There are two basic types of pain. Nociceptive pain results from direct trauma which can be either mechanical, thermal, or chemical. If the trauma is mechanical in nature, it may manifest itself as muscle pain. Examples include sprains, bone fractures, burns, bumps, bruises, inflammation, and obstructions. Neuropathic pain results from damage to the peripheral or central nervous system tissue or from abnormal processing of pain in the central nervous system (Wilkie, Brown, Corless, Farber, Judge, Shannon, et al, 2001). Examples include post-shingles neuralgia, nerve trauma, components of cancer pain, phantom limb pain, carpal tunnel syndrome, and widespread nerve damage (most commonly caused by diabetes or chronic alcohol use).

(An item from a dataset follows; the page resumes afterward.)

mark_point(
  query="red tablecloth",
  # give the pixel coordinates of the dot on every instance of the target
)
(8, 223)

Pain is more than a simple annoyance; it can lead to serious physical and psychological consequences across almost every bodily system. Further, if acute pain continues without adequate relief, it can become neuropathic pain, in which the normal pain pathways become altered, making it much more difficult to treat (Wilkie et al, 2001).
It is widely hypothesized that people with disabilities experience more pain with greater severity than the non-disabled population; however, data supporting this hypothesis have not yet been systematically examined or summarized (Chetwynd, Botting, & Hogan, 1993; Ehde, Jensen, Engel, Turner, Hoffman, & Cardenas, 2003).